Lo fa con un approccio profondamente verista e a tratti documentaristico, lasciando che i fatti ci travolgano senza indugi, come se fossimo lì, tra lo scontro armato, tra gli accordi, l’incomprensione, la paura e la corruzione. È una visione che ci richiede il tempo di adeguarci alla psiche del giudice Cesare Terranova, magistralmente interpretato da Gaetano Bruno, di intrufolarci nello sgomento di chi lo circonda, talvolta senza intuire fino in fondo ciò che sta accadendo.
Un racconto verista sulla nascita della mafia e sulla figura del giudice Cesare Terranova
Adoperando uno stile verghiano, Scimeca fa molti passi dentro la narrazione: il nostro sguardo è quello senza paura del giudice Terranova, ma è anche quello fiducioso del suo più fedele alleato, il maresciallo della polizia Lenin Mancuso (Peppino Mazzotta) e, ancora, quello carico di vendetta e livore del boss di Cosa Nostra Luciano Liggio (Claudio Castrogiovanni).
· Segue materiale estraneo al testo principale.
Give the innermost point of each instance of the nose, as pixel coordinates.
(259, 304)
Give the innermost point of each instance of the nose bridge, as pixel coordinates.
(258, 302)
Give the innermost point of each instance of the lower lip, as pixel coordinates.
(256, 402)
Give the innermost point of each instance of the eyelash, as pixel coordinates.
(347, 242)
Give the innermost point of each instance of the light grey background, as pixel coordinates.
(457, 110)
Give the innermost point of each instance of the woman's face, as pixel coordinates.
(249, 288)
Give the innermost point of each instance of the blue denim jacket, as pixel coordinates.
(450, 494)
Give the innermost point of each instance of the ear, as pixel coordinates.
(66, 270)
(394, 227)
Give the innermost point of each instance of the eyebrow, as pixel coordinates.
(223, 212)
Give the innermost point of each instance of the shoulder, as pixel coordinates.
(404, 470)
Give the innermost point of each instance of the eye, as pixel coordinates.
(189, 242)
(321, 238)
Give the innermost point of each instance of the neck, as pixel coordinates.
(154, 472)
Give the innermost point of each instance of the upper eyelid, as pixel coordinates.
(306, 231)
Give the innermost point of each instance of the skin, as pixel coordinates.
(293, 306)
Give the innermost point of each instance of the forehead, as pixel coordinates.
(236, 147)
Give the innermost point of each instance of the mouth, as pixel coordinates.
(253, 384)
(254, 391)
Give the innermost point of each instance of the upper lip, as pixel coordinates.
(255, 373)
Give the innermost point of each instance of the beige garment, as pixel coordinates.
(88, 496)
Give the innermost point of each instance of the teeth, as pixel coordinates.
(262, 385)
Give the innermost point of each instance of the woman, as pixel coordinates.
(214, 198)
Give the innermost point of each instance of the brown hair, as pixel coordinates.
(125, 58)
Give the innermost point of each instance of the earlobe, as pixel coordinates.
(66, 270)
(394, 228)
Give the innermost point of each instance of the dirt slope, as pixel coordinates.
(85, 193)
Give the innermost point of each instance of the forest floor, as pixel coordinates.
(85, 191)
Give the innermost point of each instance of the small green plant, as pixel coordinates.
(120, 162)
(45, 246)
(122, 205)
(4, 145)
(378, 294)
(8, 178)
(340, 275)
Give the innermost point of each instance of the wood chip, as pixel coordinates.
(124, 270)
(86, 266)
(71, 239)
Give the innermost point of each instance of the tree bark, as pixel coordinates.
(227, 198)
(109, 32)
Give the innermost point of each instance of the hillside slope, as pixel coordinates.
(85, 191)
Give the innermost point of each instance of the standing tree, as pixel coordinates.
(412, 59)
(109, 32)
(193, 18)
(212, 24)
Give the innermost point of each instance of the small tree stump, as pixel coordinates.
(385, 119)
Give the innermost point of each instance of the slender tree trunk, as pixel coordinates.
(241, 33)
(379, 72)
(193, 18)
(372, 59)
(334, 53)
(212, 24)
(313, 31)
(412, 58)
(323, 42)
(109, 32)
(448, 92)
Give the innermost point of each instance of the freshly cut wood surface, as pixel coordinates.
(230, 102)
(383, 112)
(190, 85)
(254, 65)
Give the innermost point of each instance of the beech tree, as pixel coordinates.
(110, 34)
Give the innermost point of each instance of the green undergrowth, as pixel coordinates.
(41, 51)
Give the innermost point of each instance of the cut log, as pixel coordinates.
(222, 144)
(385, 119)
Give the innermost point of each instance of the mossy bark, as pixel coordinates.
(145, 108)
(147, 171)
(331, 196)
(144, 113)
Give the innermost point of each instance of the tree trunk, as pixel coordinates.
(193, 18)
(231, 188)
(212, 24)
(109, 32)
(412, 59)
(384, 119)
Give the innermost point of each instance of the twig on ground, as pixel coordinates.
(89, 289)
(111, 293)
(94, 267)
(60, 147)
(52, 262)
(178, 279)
Siamo in un mondo arcaico – la Sicilia tra gli anni ’60 e ’70 – in cui Cosa Nostra non è ancora ciò che sarebbe diventata da lì a poco, Totò Riina è ancora un giovanotto che tenta di farsi strada tra i Corleonesi e gli altisonanti nomi di Falcone e Borsellino sono ancora lontani dagli eventi storici tristemente noti.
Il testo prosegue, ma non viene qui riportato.